====== BBC Ch 17: Application Logic Errors and Broken Access Control ======
//Source: Bug Bounty Bootcamp by Vickie Li//
Unlike injection vulnerabilities, logic errors and broken access control are triggered by perfectly valid HTTP requests. No illegal characters or malformed input are needed -- the attacker simply uses the application in an unintended way.
===== Application Logic Errors =====
Application logic errors (business logic vulnerabilities) exploit the legitimate flow of an application to cause unintended outcomes.
==== Example: Skippable MFA Step ====
A three-step login (password -> MFA code -> security questions) may redirect users to step 3 after step 2, but not verify that step 2 was actually completed. An attacker can navigate directly to ''https://example.com/security_questions/'' and skip MFA entirely.
==== Example: Unverified Payment Method ====
An online shop verifies credit cards only when a new card is used. It determines whether a card is new by checking for the presence of a ''saved_card'' parameter. Submit ''saved_card=1'' alongside a fake card number to bypass card verification and order items without payment:
POST /new_order
item_id=123&quantity=1&saved_card=1&card_number=0000-0000-0000-0000
===== Broken Access Control =====
==== Exposed Admin Panels ====
Admin panels may be hidden at obscure URLs but accessible without authentication:
* ''https://example.com/YWRtaW4/admin.php'' (base64 of "admin")
* ''https://example.com/wp-admin/admin.php'' (WordPress default)
Common bypasses:
* Sending requests from a trusted internal IP (via SSRF)

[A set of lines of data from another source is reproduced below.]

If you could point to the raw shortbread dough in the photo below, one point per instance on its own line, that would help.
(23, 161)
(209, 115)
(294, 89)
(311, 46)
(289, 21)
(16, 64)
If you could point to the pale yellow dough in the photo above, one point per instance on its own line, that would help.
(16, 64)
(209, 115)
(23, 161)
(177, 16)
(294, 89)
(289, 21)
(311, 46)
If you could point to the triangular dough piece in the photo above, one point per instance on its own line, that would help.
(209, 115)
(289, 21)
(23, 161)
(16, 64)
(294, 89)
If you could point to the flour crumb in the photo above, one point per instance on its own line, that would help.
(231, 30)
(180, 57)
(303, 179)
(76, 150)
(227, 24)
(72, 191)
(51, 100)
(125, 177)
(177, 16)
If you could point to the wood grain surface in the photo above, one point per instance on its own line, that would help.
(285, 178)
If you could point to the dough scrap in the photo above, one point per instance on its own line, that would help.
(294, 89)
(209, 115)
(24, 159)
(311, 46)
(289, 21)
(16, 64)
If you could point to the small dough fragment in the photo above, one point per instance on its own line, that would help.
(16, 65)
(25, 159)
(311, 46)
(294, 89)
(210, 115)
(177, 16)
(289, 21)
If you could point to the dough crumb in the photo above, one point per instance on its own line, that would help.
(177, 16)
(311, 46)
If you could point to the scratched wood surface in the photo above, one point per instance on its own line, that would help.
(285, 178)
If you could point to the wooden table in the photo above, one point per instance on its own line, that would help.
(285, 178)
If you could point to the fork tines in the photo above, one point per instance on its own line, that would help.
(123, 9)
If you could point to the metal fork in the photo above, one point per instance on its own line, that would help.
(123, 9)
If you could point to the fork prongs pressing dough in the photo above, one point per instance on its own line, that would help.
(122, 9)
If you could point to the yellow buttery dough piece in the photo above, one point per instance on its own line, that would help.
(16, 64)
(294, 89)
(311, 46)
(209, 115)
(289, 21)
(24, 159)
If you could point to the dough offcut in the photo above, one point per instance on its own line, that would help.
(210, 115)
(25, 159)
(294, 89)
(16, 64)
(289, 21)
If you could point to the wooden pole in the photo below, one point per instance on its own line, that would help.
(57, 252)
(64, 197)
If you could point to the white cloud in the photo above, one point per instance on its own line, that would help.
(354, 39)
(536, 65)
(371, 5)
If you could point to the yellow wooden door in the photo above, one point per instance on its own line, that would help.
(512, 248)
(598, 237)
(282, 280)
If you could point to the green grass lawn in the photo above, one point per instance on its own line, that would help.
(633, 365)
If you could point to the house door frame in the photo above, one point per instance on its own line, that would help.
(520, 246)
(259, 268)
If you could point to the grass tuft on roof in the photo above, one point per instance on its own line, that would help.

* Adding a cookie: ''admin=1''
* Browsing directly to the post-login page (e.g., ''/dashboard.php'') without going through the login step
==== Directory Traversal ====
If a file parameter is passed directly to a file-read operation without sanitization:
http://example.com/upload?file=../../../../../etc/shadow
The ''../'' sequence escapes the uploads directory and traverses to the filesystem root. Target files: ''/etc/shadow'' (hashed passwords), config files, log files, source code.
===== Prevention =====
* Verify each step in multi-step flows independently -- don't assume steps were completed in order
* Implement access control at every endpoint, not just entry points
* Make access control consistent across all access methods (mobile, API, desktop)
* Sanitize file path parameters; use an allowlist of permitted files
* Audit access control code for bypasses; conduct penetration tests
===== Hunting for Logic Errors and Broken Access Control =====
==== Step 1: Learn the Application ====
Browse the application as a normal user. Read engineering blogs, documentation, and release notes. New features are often the least tested. Learn business rules: what actions should be allowed for which user roles?
==== Step 2: Intercept and Catalog Requests ====
Proxy all traffic. Note every request involved in:
* Payment and checkout flows
* Authentication and MFA steps
* Role-based feature access
* File access and download
For each request, identify parameters that control:
* Payment amount or type
* Current authentication step
* User identity or role
* File paths
==== Step 3: Think Outside the Box ====
Try these common manipulations:
* Remove or skip steps in a multi-step flow (directly navigate to later URLs)
* Add ''admin=1'' or ''role=admin'' to cookies or parameters
* Change payment amount to ''0'' or ''0.01''
* Switch payment type from credit card to gift card with an invalid gift card ID
* Access admin endpoints like ''/wp-admin/'' or ''/admin/dashboard'' without logging in
* Use ''../'' sequences in file parameters to read outside the intended directory
* Add a ''user_id'' parameter to endpoints that normally identify users via session cookie
===== Escalating the Attack =====
* Admin panel with code execution -> RCE
* Config file access -> find database credentials, API keys, CVE-applicable software versions
* Credential files -> lateral movement to other systems on the network
* Logic error combined with another vulnerability -> greater impact
===== 5-Step Checklist =====
- Learn the application: business rules, user roles, authentication flows, payment logic.
- Intercept and catalog every sensitive request with a proxy.
- Attempt to skip steps in multi-step flows, access post-login pages directly, or add admin cookies.
- Try directory traversal on file parameters; check for exposed admin panels.
- Escalate findings; draft report explaining the business impact and how the flaw can be exploited.